A similar conversation came up last year with my parents, who each year try to watch all of the contenders for the Best Picture Oscar in advance of the Academy Awards. Last year’s slate was, of course, an uphill battle, including No Country for Old Men, Michael Clayton, There Will Be Blood, Atonement… well, you get the picture, and even the fifth film, Juno, had an underlying seriousness. Many critics commented that it was the bleakest (that was the word) bunch of contenders ever and that it must represent something larger about our world. That question came up again just a few weeks ago in a Washington Post article entitled “No Country for Upbeat Films.” Since last year’s Oscar race, we’ve had more dark films that have attracted both critical acclaim and big bucks at the box office: The Dark Knight anyone? Quantum of Solace, the bleakest Bond film yet? And the road ahead doesn’t look much cheerier — literally: the film adaptation of Cormac McCarthy’s The Road comes out next year. The Post article says that “bleak is chic. Hopeless is hot.” And then proceeds to ask why, offering at one point the idea that bleakness “gives us a strong hit of humanity. It strips away the banal. It raises our pedestrian struggles to grandiose heights.”
So is it that goodness can’t show us humanity? that comedy or even happiness can’t reflect human nature because it’s inherently banal? Tolstoy himself hinted toward something similar in that oft-repeated opening line of Anna Karenina: “All happy families are alike; each unhappy family is unhappy in its own way.”
As Tara and I talked about it yesterday, we came up with something a little different. It’s not that darkness shows us something more real about humanity or even that extreme emotional states of any kind capture something truer about who we are. A bad man doing bad things is ultimately boring; a good man doing good things is even more boring; but either a good man doing a bad thing or a bad man doing a good one…? Well, that’s got potential.
At least in our case, it’s the idea of complexity and of a layering of emotions that seems to draw us toward thinking of a novel or a film as more important or successful or interesting. Juno, as one of my students pointed out last semester, succeeded in her mind as a great work of art because at one minute she was laughing and at the next she was crying. Blackbird, to our minds, succeeded the other night because it wasn’t relentlessly bleak but instead because it tempered that bleakness with heart — even if it then broke that heart.
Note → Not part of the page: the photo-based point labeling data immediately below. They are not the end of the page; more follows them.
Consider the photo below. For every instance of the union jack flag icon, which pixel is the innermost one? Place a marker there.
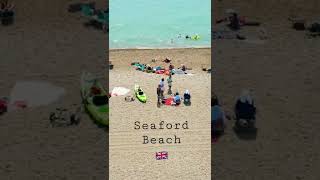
(161, 155)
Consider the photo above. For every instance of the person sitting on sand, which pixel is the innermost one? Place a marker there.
(186, 95)
(244, 107)
(161, 84)
(177, 99)
(167, 60)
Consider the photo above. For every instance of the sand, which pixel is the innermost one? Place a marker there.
(282, 72)
(129, 158)
(46, 43)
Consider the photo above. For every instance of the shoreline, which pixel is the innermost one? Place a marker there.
(160, 48)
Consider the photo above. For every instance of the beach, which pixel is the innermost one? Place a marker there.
(47, 43)
(282, 72)
(129, 157)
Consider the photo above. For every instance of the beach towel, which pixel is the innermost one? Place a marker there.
(168, 101)
(159, 71)
(119, 91)
(179, 71)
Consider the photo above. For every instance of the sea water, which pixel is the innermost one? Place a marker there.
(159, 23)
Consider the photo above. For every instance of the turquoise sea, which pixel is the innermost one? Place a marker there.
(159, 23)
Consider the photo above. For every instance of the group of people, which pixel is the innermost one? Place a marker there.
(176, 97)
(244, 111)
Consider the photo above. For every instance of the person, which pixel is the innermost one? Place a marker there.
(187, 98)
(167, 60)
(186, 95)
(234, 21)
(177, 99)
(245, 109)
(183, 67)
(159, 94)
(214, 100)
(171, 67)
(161, 88)
(169, 80)
(217, 120)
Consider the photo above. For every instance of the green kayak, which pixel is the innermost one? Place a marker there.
(140, 94)
(95, 98)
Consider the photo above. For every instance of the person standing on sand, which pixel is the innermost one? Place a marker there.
(161, 88)
(169, 80)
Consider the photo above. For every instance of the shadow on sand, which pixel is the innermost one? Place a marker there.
(246, 134)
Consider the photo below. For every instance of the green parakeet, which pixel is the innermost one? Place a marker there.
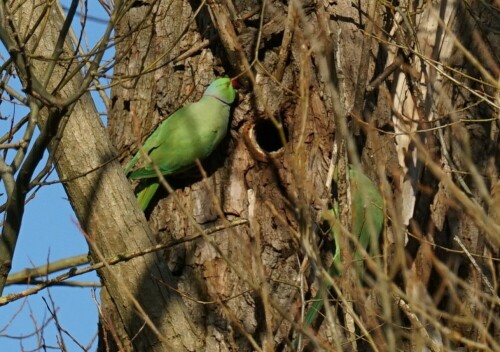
(367, 212)
(190, 133)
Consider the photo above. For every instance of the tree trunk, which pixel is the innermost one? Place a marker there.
(102, 199)
(325, 84)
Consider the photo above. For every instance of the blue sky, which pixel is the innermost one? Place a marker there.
(49, 233)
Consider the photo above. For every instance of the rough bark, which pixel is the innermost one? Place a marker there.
(327, 63)
(102, 199)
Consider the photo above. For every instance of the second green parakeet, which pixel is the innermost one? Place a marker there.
(367, 214)
(192, 132)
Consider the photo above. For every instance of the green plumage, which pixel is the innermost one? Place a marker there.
(190, 133)
(367, 212)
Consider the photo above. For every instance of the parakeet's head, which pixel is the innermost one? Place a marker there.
(222, 89)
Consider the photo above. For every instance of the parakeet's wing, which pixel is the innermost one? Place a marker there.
(191, 133)
(367, 209)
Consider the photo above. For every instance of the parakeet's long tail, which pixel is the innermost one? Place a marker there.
(146, 194)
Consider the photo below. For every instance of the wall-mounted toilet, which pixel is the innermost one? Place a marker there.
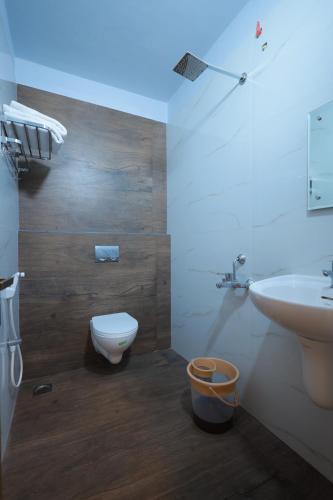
(112, 334)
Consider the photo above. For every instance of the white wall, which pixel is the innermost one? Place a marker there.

Tragedy isn’t necessarily a higher art form than comedy — any survey of Woody Allen’s films will turn that idea on its head pretty quickly — and it’s not entirely the dexterity with which an artist navigates between those two poles either. Instead, it’s that artist’s ambition and ability to earn something deeper than simple laughs or simple tears or simple fears, slapstick or sheer sentimentality or that punch in the gut.
At least that’s roughly what we came up with. Thoughts?